When designing conductor supports it is essential that the weight from X-mass tree, BOP, lateral support, vortex induced vibration, corrosion protection and marine growth should be considered among other requirements with respecting code and standards established by NORSOK, API, and ISO.

In the region operators have typical well conductor loading depth varying from 100ft to 300ft, having two types of loadings axial compression and global bending. The operational integrity is assured by conducting scheduled screen inspection (visual inspection) followed by detailed inspection using Saturated Low-Frequency Eddy Current (SLOFEC) and Pulsed Eddy Current (PEC) quantifying the minimum wall thickness, external and internal detections, separate mapping and other techniques.

By executing these inspections and then coupling them quickly with remedial works, abnormalities in the aging conductor were identified and rectified within the scheduled inspection window.

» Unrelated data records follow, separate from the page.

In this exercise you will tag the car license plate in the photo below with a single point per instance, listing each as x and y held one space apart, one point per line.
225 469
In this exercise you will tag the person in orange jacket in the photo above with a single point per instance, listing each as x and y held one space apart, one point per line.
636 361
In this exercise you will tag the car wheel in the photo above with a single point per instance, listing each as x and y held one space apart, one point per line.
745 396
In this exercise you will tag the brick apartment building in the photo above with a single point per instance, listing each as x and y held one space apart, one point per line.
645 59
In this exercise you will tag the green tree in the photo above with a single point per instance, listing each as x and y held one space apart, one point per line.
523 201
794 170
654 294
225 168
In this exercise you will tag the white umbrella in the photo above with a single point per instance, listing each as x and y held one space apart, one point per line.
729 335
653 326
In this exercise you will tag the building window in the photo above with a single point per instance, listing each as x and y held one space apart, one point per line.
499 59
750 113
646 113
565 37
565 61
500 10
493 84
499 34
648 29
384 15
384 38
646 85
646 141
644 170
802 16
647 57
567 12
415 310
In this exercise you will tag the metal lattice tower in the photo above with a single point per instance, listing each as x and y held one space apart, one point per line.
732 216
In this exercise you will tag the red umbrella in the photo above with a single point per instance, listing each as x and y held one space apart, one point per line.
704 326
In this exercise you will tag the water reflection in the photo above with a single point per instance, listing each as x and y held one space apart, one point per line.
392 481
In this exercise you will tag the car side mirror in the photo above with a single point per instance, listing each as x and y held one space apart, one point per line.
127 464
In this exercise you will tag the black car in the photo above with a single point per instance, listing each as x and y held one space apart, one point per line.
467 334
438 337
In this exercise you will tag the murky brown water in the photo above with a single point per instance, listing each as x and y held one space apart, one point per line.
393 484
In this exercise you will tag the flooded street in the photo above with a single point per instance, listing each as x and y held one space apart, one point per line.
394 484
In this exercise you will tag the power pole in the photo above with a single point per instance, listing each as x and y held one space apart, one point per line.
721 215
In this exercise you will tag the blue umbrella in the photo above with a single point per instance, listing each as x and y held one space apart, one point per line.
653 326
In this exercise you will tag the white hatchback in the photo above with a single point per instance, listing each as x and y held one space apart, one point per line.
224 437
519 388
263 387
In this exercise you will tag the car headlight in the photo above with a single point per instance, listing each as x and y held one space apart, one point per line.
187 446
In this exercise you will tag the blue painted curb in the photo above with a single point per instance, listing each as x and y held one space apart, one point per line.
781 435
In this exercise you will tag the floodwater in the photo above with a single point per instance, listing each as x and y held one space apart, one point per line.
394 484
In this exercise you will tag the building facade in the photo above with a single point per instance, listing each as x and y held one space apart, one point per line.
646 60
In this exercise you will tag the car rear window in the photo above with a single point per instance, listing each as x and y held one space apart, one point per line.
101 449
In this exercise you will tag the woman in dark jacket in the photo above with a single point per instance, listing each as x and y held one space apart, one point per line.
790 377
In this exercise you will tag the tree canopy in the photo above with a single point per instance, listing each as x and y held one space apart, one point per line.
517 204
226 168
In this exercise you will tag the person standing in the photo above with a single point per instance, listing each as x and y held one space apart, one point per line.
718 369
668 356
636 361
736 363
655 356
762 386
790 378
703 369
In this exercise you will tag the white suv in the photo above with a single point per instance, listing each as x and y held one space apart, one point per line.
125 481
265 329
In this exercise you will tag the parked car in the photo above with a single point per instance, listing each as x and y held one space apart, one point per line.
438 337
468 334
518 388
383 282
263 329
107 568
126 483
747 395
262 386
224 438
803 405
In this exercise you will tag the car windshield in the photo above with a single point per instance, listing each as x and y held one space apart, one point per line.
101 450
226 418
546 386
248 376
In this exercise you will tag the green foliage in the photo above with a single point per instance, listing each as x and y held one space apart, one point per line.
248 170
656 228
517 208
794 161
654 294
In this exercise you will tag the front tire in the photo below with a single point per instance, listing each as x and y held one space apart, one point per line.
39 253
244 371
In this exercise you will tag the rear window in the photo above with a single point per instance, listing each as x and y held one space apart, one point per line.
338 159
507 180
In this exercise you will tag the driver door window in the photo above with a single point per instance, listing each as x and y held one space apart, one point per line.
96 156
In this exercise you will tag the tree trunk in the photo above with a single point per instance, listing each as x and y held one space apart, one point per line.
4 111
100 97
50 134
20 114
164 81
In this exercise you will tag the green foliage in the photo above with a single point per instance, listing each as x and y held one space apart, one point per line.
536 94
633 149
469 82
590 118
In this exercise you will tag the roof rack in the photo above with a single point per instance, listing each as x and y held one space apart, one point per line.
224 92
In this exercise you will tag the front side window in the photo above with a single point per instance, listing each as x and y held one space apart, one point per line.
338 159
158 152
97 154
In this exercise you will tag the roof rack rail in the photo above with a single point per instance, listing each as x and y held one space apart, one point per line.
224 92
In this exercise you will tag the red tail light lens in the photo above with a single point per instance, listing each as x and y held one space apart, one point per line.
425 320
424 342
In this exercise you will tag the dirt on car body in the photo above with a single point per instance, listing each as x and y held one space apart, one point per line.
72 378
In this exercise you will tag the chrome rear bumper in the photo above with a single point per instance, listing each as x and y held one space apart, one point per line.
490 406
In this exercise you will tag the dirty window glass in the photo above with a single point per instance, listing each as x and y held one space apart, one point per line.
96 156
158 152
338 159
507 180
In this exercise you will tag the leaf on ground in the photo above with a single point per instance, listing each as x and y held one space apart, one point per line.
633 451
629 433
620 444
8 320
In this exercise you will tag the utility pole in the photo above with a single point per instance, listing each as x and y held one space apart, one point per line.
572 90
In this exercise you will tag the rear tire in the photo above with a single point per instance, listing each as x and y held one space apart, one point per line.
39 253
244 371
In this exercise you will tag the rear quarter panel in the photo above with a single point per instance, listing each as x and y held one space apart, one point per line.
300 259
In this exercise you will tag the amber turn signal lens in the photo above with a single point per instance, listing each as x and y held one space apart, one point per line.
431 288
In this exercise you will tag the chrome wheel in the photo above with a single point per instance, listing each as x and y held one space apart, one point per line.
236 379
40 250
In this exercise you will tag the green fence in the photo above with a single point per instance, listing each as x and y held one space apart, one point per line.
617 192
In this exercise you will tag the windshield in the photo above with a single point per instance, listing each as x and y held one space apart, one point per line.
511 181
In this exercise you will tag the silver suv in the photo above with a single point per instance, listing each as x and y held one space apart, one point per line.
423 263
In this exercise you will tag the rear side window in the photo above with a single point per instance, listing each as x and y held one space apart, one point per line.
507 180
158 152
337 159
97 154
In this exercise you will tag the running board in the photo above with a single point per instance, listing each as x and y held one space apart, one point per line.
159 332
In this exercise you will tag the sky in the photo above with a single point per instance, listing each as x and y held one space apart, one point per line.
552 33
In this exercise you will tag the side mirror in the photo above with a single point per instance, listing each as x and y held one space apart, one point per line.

In one example it was discovered there was at least a minimum wall thickness and therefore efficient strength to assure the stability of the asset against atmospheric, splash and full submerged segments of the conductor – and therefore its ability to cope with the stress of a work over for production enhancement applications was established.

The results of applying this conductor programme across the two fields showed that a robust remedial strategy, as emphasized by this operator, reduced rig intervention for replacement and fewer rig repair strategies such as reinforced cement, bolted clamps and welded sleeves just to mention a few.


Well integrity is becoming increasingly important in maturing fields in the Middle East. The asset integrity lifecycle is ever evolving, and lessons learned must be added to our codes of practice and become ‘the norm’ for future projects. This will ensure that collectively we are able to continue the efficient production from our existing assets for the benefit of future generations.

The insights captured in this document are indicative of a culture where we need a continuous improvement across training our personnel to increase competency, safety and cost-effectiveness of operations and use innovative approaches in low price environment.

From these examples, a scheduled approach to preventative maintenance workovers are shown to be more cost-effective overtime rather than dealing with sever and critical integrity works which are bound to follow.